Si le projet de Sarkozy a le mérite de lancer un débat européen sur la nouvelle politique communautaire face à ses voisins du sud et du sud est, du côté des acteurs non européens de la Méditerranée, c’est plutôt le doute, voire l’indifférence.

La semaine dernière, le Secrétariat d’Euromesco publiait un rapport intitulé «Putting the Mediterranean Union in perspectives» (1) reprenant les différentes perspectives de l’Europe du Sud (chapitre de Roberto Aliboni), de l’Allemagne (Tobias Shumacher), du Maghreb (Ahmed Driss) et d’Israel (Alfred Tovias). Les chapitres sur la Turquie et le Mashrek sont en cours de rédaction.
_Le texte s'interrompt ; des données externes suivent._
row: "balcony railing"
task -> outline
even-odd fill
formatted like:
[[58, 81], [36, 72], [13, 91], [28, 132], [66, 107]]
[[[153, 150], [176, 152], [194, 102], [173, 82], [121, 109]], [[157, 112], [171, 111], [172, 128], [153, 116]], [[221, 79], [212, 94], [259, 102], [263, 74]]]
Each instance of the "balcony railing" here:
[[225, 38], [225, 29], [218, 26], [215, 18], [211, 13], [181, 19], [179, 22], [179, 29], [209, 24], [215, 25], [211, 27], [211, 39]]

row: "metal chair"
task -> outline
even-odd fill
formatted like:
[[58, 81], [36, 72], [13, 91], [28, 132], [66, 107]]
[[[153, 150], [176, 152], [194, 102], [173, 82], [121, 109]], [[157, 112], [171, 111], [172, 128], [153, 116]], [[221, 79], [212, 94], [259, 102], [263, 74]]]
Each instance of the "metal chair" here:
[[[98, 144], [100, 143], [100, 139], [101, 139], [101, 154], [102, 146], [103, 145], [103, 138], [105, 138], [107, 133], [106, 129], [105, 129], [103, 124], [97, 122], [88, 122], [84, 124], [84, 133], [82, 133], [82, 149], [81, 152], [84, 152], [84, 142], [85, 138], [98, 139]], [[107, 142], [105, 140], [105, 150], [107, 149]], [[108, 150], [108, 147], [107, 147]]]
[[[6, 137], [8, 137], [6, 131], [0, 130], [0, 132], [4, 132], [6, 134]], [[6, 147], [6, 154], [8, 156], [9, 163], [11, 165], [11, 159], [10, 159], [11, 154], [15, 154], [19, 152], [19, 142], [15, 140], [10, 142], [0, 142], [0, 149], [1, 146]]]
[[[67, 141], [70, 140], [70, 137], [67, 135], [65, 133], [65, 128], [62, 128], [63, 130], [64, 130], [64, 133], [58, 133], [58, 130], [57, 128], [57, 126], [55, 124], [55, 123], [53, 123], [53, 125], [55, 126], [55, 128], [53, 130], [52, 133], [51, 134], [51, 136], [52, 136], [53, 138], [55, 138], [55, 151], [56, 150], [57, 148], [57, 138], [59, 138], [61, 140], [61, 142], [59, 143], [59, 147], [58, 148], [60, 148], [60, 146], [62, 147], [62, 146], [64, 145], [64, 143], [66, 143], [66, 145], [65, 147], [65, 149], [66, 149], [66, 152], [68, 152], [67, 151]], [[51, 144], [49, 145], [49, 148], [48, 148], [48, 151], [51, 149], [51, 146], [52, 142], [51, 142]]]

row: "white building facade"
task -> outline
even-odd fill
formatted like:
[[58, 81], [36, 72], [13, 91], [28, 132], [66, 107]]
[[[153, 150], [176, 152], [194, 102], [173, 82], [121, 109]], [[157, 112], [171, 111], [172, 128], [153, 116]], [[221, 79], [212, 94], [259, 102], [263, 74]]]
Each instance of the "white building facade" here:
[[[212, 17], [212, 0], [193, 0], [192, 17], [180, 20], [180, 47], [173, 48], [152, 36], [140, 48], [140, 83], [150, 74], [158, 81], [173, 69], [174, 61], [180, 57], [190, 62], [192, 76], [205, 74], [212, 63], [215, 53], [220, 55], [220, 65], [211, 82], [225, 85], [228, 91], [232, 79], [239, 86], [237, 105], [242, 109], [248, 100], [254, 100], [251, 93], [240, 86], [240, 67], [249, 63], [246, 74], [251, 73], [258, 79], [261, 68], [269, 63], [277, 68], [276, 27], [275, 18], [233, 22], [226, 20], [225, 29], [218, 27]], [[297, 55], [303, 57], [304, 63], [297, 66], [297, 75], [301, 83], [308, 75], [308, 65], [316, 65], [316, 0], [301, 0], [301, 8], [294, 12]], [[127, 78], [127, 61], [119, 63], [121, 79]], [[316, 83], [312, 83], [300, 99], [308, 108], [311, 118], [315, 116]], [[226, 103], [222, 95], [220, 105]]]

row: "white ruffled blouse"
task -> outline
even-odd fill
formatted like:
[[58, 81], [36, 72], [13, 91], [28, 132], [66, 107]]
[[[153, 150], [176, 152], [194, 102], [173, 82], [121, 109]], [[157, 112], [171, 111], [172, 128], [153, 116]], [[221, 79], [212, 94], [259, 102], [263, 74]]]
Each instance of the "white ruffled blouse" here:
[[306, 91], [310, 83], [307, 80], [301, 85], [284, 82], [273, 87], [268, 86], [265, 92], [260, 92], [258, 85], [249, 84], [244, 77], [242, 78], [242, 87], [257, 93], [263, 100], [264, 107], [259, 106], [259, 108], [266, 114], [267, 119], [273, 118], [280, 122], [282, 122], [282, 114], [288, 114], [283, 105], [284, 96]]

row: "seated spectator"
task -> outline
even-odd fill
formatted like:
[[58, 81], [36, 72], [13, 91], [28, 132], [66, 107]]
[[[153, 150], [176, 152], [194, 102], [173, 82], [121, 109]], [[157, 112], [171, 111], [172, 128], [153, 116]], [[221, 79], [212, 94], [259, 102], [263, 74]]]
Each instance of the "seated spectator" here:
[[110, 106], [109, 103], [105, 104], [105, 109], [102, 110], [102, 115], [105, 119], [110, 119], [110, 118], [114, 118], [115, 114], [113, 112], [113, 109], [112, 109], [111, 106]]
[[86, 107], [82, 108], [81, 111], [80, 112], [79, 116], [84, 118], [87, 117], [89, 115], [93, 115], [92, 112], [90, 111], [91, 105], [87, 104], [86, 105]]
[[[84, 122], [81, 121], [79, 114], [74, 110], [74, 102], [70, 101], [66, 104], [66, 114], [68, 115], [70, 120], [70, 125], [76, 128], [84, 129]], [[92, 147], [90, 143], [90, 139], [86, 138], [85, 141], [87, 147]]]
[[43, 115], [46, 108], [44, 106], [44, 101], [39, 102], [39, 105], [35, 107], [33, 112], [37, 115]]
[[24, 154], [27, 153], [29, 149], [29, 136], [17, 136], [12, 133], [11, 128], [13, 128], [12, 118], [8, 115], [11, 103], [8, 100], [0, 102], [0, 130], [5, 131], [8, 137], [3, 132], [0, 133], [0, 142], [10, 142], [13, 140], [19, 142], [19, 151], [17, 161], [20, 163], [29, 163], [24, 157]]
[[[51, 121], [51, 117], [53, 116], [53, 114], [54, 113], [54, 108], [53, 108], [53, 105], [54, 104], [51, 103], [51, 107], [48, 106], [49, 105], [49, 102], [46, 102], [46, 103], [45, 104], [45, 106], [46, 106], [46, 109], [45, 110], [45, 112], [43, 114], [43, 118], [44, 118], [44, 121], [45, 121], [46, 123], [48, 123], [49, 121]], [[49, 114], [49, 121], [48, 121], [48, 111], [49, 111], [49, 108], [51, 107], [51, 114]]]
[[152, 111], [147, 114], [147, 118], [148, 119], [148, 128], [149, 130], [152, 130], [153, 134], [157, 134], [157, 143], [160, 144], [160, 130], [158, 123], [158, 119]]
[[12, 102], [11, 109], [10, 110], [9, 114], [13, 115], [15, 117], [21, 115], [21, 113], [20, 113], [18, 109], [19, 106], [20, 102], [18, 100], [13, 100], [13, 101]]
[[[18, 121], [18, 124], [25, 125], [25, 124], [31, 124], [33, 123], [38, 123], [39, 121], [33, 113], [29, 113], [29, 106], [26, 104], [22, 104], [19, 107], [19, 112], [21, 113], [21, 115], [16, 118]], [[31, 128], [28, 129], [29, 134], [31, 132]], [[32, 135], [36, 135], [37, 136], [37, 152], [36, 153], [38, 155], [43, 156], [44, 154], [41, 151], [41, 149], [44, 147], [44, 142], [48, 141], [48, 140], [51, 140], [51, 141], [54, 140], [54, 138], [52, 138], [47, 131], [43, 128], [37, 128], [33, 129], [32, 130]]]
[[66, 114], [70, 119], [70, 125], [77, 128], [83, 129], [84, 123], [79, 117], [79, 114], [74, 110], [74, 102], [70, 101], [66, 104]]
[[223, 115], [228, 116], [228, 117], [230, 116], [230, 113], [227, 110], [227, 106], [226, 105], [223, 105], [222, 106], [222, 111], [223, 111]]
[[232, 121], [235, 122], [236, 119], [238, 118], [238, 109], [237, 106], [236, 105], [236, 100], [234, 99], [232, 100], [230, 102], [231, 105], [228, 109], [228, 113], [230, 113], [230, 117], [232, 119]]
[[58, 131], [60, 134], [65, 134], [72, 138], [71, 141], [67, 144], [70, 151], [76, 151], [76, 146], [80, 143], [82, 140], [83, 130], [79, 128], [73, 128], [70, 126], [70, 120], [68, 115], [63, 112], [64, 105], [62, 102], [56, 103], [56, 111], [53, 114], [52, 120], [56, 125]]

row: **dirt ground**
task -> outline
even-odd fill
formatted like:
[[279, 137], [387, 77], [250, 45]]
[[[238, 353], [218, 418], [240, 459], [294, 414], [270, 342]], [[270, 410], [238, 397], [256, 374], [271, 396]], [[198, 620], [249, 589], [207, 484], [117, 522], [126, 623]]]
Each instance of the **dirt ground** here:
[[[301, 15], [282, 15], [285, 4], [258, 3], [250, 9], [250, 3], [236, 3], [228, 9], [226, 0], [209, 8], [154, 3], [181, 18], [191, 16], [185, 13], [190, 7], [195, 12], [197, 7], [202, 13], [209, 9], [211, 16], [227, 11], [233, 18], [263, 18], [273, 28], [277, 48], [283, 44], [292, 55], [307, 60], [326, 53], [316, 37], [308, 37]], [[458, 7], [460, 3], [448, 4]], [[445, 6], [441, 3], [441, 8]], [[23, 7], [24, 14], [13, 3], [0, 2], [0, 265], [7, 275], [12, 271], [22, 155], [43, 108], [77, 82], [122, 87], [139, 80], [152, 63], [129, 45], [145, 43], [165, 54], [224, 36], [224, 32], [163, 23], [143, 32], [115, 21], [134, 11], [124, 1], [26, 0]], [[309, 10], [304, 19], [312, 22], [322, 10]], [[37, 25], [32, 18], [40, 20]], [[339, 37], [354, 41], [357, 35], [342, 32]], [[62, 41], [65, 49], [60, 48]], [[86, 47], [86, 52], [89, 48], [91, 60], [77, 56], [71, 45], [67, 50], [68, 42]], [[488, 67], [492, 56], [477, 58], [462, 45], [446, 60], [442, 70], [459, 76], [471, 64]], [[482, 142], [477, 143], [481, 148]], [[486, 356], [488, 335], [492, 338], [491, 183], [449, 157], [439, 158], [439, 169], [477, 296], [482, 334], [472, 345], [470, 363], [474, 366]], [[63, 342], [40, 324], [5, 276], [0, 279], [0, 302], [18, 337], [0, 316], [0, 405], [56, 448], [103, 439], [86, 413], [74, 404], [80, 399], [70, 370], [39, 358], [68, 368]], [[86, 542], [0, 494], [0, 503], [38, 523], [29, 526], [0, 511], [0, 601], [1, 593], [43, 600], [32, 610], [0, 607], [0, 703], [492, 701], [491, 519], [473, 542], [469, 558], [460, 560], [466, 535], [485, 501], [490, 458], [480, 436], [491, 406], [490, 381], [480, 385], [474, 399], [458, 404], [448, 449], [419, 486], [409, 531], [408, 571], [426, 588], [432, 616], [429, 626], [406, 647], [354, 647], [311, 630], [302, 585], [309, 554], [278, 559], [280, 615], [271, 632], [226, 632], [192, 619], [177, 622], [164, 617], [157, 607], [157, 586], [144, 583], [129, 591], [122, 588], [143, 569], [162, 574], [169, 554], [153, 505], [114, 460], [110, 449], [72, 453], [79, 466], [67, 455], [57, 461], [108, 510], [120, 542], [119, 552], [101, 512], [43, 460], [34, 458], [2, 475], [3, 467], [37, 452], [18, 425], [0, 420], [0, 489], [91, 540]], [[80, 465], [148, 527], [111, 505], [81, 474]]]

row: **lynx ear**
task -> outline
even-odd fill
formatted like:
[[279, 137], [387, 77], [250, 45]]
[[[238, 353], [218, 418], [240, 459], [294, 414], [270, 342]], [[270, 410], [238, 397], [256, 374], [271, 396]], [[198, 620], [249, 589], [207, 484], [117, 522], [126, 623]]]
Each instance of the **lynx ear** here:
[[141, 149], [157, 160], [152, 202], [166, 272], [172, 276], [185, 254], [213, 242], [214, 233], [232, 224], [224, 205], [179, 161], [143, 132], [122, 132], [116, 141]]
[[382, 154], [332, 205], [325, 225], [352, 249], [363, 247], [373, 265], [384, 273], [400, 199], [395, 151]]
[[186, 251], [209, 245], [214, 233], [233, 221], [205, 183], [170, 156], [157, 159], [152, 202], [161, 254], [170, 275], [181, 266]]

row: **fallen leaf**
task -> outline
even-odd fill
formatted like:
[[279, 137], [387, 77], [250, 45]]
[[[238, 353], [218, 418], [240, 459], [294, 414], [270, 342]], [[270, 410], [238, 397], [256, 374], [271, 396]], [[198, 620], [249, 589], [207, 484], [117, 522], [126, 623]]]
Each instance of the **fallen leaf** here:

Tobias Schumacher, responsable du Programme de recherche et d’information auprès d’EuroMeSCo, a répondu à nos questions, en engageant que lui-meme, tout en reprenant les grandes lignes de ce rapport.
Les réactions négatives à l’Union Méditerranéenne semblent venir, en premier lieu, «du style Sarkozy». Vous expliquez par exemple qu’Angela Merkel est irritée par cette modalité unilatérale que la France a adopté pour ce projet…Comment définiriez–vous ce «style»?
Sarkozy a adopté un “style bulldozer” qui se fonde sur l’idée que la France devrait redevenir forte sur la scène internationale et recouvrir son rôle de façon unilatérale. La question n’a même pas été débattue au Conseil européen. Il l’a présentée tout seul, en particulier au Maghreb et en Egypte. Les Européens sentent qu’ils n’ont pas été pris en considération. Ces ambitions unilatérales peuvent miner les relations entre les pays de l’U.E qui sont en train d’évoluer. Pour les Allemands, depuis le traité de l’Elysée -l’alliance franco-allemande- les questions européennes sont pré-discutées. Mais dans ce cas, ils n’ont pas été consultés.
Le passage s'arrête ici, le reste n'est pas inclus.